The Produce Marketing Association has chosen Jones Valley Teaching Farm, Birmingham, Ala., as its first Impact Award recipient.

The new award, announced at last fall’s PMA Fresh Summit, honors “excellence and inspirational actions of people and organizations helping to grow a healthier world,” according to PMA board chairman Joe Don Zetzsche, when he introduced the Impact Award program at the show in Anaheim, Calif.

Jones Valley Teaching Farm reaches more than 3,500 students a year at seven fruit and vegetable farms, six of which are at Birmingham public schools.
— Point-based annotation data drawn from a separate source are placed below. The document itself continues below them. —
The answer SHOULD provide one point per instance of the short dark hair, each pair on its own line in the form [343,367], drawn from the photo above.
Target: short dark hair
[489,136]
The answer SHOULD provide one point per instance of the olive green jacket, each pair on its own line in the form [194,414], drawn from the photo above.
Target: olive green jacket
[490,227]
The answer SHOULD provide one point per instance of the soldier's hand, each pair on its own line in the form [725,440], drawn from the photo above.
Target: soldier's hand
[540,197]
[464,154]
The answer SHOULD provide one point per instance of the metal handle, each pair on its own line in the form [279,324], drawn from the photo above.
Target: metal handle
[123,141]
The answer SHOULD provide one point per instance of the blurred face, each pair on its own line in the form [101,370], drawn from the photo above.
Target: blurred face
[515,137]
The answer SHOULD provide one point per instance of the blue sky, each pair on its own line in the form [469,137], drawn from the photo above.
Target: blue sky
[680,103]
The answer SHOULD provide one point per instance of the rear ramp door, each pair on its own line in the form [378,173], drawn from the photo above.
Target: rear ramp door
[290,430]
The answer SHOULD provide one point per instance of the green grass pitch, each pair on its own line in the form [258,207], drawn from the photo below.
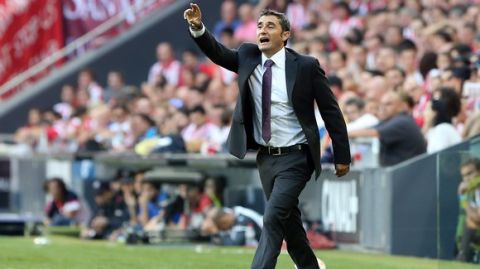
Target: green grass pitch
[70,253]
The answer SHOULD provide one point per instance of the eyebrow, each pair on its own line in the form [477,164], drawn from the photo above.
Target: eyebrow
[268,23]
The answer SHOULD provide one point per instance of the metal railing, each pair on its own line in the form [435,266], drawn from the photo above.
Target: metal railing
[133,10]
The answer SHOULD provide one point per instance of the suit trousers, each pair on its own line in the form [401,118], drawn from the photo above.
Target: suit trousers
[283,178]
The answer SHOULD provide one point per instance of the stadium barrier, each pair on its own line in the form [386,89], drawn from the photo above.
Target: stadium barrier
[408,209]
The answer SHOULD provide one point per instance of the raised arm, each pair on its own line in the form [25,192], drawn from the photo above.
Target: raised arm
[214,50]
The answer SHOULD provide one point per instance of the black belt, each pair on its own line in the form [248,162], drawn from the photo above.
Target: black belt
[281,150]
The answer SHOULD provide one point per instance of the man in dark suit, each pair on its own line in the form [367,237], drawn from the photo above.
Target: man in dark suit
[275,115]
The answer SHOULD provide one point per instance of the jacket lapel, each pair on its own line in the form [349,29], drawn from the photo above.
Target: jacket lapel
[290,72]
[248,70]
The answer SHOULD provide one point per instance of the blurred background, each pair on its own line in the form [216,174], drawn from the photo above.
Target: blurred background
[113,124]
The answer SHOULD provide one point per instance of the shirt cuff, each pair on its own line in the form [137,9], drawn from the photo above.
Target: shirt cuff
[197,33]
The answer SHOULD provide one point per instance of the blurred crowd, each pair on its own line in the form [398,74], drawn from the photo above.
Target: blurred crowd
[129,208]
[405,72]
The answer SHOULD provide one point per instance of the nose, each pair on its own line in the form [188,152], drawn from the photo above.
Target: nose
[261,30]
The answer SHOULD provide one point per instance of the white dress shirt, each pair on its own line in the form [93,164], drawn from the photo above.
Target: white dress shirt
[286,130]
[285,127]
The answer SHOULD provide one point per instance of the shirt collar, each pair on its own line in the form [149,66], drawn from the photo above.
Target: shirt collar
[278,58]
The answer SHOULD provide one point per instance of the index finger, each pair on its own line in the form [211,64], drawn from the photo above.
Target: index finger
[195,7]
Many are concentrated in the city’s Woodlawn neighborhood, according to a PMA news release, so students are involved in the program from pre-school to high school.

Full-time instructors at each farm work with teachers to customize curriculum to apply classroom learning to the hands-on farm experience.
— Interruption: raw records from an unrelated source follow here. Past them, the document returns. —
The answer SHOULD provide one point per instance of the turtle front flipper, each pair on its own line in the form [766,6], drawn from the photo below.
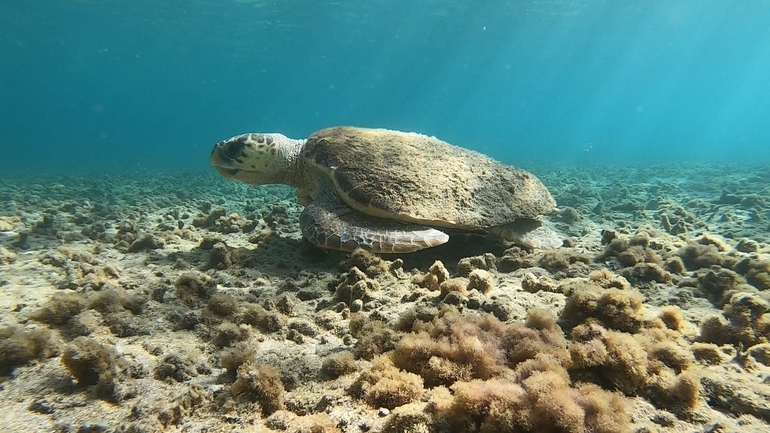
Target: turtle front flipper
[329,224]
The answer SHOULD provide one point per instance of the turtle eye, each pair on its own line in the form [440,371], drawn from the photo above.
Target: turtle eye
[232,149]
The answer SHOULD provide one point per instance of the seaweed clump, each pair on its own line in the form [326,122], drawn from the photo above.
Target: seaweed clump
[744,321]
[502,377]
[94,364]
[19,347]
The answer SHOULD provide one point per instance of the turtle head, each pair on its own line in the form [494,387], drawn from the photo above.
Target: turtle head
[256,158]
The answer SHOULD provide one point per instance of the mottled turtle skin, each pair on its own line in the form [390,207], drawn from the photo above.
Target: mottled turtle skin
[390,191]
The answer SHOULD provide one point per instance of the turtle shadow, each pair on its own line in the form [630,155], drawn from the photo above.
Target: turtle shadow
[459,246]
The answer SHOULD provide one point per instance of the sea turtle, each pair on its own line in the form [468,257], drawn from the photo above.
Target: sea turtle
[389,191]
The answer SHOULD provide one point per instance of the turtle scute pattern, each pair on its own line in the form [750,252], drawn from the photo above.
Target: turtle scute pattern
[419,179]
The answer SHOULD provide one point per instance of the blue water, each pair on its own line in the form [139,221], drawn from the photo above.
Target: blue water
[119,85]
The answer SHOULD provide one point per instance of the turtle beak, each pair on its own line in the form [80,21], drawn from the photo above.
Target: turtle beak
[223,157]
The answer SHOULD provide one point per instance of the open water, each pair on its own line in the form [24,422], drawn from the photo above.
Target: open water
[104,86]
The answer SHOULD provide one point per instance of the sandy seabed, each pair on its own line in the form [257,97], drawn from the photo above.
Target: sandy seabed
[181,302]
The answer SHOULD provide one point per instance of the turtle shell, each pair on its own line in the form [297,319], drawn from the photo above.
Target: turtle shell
[419,179]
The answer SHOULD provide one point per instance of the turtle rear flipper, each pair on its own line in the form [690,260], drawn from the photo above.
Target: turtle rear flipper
[529,233]
[328,224]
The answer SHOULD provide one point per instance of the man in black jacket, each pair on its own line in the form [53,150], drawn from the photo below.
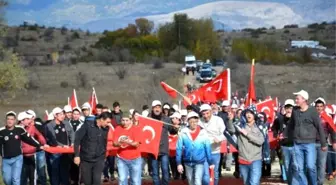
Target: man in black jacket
[92,138]
[163,158]
[307,127]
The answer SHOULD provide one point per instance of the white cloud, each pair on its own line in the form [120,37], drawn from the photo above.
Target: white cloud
[23,2]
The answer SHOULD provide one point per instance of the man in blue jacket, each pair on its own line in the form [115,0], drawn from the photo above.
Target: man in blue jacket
[195,145]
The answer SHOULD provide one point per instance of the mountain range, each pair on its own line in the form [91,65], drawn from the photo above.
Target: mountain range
[99,15]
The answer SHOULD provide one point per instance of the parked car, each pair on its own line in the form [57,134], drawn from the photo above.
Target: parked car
[206,66]
[219,62]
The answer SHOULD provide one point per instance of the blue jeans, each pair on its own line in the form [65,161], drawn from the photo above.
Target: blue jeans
[287,162]
[215,158]
[60,167]
[41,168]
[131,168]
[251,173]
[321,162]
[11,170]
[109,166]
[194,173]
[304,161]
[164,160]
“We know that one of the most powerful things a person can do to live a healthier life is to eat more fruits and vegetables, and establishing habits at a young age is key to lifetime produce consumption,” Lauren M. Scott, PMA chief strategy and membership officer, said in the release. “Jones Valley Teaching Farm has created a community movement that helps children access and learn about farming through a meaningful a hands-on experience that is shaping their relationship with food, providing a deep learning experience, and shaping their communities in a very important way.”

PMA established a webpage for the program, https://bit.ly/35KO2nt, and produced a video about the Jones Valley Teaching Farm.
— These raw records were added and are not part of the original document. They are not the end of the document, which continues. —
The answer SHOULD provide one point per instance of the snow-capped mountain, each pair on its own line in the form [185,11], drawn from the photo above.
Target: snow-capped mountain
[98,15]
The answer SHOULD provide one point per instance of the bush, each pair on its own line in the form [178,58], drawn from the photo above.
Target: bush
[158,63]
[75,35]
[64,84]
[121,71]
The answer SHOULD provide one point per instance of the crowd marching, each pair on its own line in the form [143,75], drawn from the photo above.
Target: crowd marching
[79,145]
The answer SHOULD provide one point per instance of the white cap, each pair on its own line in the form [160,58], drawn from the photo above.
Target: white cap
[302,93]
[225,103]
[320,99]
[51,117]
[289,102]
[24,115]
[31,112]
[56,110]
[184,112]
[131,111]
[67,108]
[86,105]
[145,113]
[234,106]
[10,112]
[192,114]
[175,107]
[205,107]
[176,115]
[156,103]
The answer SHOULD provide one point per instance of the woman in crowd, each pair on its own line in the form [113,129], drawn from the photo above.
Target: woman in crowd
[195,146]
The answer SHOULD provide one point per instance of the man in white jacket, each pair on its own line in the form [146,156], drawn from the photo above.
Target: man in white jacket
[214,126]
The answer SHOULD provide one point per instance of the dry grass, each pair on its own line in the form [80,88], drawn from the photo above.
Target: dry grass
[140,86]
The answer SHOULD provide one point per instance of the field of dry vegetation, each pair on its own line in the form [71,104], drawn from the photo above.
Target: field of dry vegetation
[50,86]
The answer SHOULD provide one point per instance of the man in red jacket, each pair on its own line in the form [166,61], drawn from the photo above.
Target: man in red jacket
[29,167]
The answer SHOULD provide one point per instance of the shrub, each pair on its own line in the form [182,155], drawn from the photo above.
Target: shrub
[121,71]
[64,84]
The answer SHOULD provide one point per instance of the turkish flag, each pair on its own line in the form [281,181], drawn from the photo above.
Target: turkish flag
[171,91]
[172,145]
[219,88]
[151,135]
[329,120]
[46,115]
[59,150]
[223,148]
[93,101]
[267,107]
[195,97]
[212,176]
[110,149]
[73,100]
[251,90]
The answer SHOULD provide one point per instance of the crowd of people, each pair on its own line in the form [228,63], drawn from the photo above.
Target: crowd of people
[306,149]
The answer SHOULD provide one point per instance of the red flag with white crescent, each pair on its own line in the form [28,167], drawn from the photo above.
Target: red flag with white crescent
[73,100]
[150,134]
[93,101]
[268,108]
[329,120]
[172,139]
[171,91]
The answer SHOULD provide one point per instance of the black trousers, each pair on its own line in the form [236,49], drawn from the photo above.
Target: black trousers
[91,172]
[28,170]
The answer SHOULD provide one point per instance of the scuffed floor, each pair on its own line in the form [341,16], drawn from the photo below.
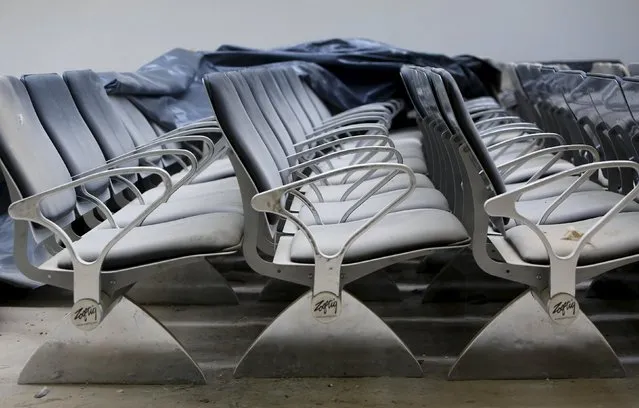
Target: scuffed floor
[217,337]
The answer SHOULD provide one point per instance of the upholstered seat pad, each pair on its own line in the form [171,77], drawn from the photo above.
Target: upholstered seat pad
[334,192]
[194,190]
[554,189]
[395,233]
[502,155]
[218,201]
[617,239]
[578,206]
[202,234]
[527,170]
[418,165]
[332,212]
[407,134]
[219,169]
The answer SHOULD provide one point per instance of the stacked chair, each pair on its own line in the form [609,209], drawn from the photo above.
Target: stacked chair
[106,202]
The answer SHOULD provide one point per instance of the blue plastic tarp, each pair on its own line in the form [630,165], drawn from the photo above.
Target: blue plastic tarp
[344,72]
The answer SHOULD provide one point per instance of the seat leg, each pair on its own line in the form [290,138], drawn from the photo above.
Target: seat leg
[194,283]
[521,342]
[128,347]
[461,280]
[356,344]
[376,287]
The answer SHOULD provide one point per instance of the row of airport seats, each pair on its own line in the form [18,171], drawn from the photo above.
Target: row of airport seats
[104,199]
[309,198]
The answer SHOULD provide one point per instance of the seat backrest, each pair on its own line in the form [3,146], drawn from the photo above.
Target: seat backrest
[299,98]
[633,69]
[609,68]
[29,155]
[610,103]
[245,129]
[630,89]
[101,117]
[285,103]
[444,165]
[299,84]
[139,128]
[65,127]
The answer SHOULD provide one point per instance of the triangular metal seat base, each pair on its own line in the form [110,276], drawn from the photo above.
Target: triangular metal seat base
[376,287]
[129,347]
[521,342]
[356,344]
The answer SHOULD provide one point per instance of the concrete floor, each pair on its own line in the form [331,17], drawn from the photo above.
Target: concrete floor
[217,336]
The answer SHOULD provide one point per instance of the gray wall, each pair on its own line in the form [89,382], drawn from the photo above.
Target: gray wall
[54,35]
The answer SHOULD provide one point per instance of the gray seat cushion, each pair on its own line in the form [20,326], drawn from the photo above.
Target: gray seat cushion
[202,234]
[554,189]
[527,170]
[194,190]
[334,192]
[407,134]
[219,169]
[395,233]
[578,206]
[332,212]
[220,201]
[418,165]
[619,238]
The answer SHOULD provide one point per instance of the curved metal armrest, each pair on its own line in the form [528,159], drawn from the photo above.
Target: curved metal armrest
[498,130]
[556,151]
[144,153]
[378,107]
[87,273]
[351,120]
[272,202]
[323,136]
[495,111]
[562,268]
[511,119]
[356,150]
[190,136]
[527,137]
[205,123]
[338,142]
One-fourth of the organization’s staff is former students who participated in the farm program, according to Amada Storey, Jones Valley Teach Farm executive director, said in the release.

“That is intentional and is shifting the paradigm of non-profit and that’s important,” she said in the release. “When it’s students who have been through the program and can then be able to direct it, that is community change. That is opportunity.”

PMA plans to announce two other Impact Award honorees in the coming weeks.